I installed a Coleman Mach 8, 15K btu, on my 58 Overlander. I wanted the lower profile. Here in the NW it appears to be sufficient, although we had some days last summer close to 100 and a single unit was borderline. The issue (IMO) isn't the unit as much as the inability to insulate in the 1/5" ceiling/walls very well and the radiant absorption of the aluminum. I plan on painting the roof white this spring to see if that helps much. Last September I added 4 PV panels at the rear so we'll see what affect that has also.
Being in the Midwest and dealing with the high humidity adds another issue for you. Hopefully, someone else can provide additional insight for you.

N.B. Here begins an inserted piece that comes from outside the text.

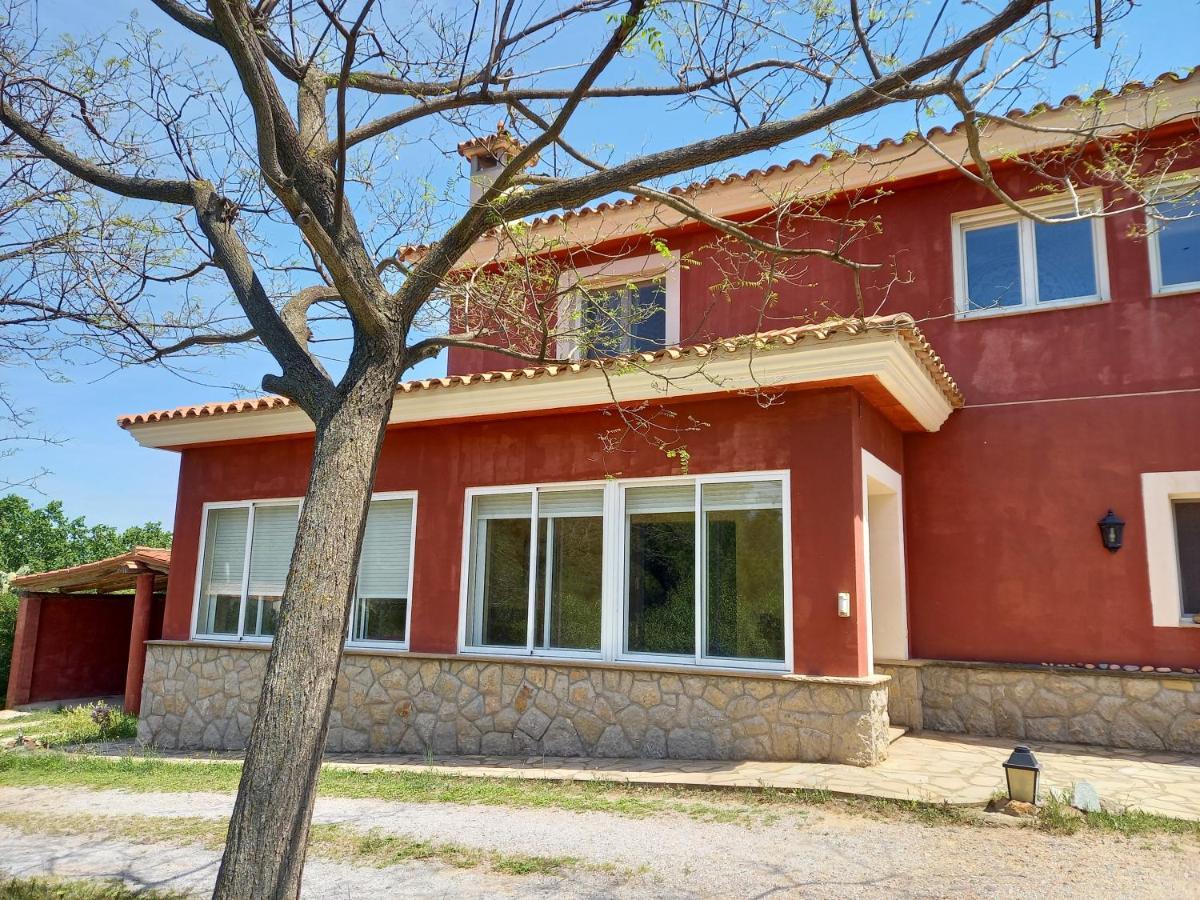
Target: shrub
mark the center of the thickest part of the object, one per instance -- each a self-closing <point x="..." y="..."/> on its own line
<point x="89" y="724"/>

You can run a single a/c unit with 30 amp shore power, but the start-up surge may be an issue if you have any other large loads operating (mine pulled 22 amps briefly). I added the micro-air easy start and have no problems using 30 amp shore power (now it pulls less than 15 amps on start up). Follow the a/c manufacturers recommendation for wire size as a minimum. I tend to go one size larger to compensate any voltage loss (probably overkill). I also follow Lewster's recommendations and use marine grade wire.
I added the heat coil to mine. Figured it was easier to install it while the unit was on the ground. Is it practical? I don't think it can warm the entire trailer. It could possibly take the chill off the kitchen area, but that's about it. I installed a suburban furnace with duct work to replace the panel heater by the door. I also ordered my unit with the built in condensate pump.
In case you currently don't have any additional support around the a/c opening I would recommend doing it. I took 1.5" square aluminum tubing and created a square support in the roof, sized to the required opening for the a/c unit. It is tied to the ribs in front and behind the opening. It flattens the outer skin a little at the opening, but I think I get a better sealing surface that way.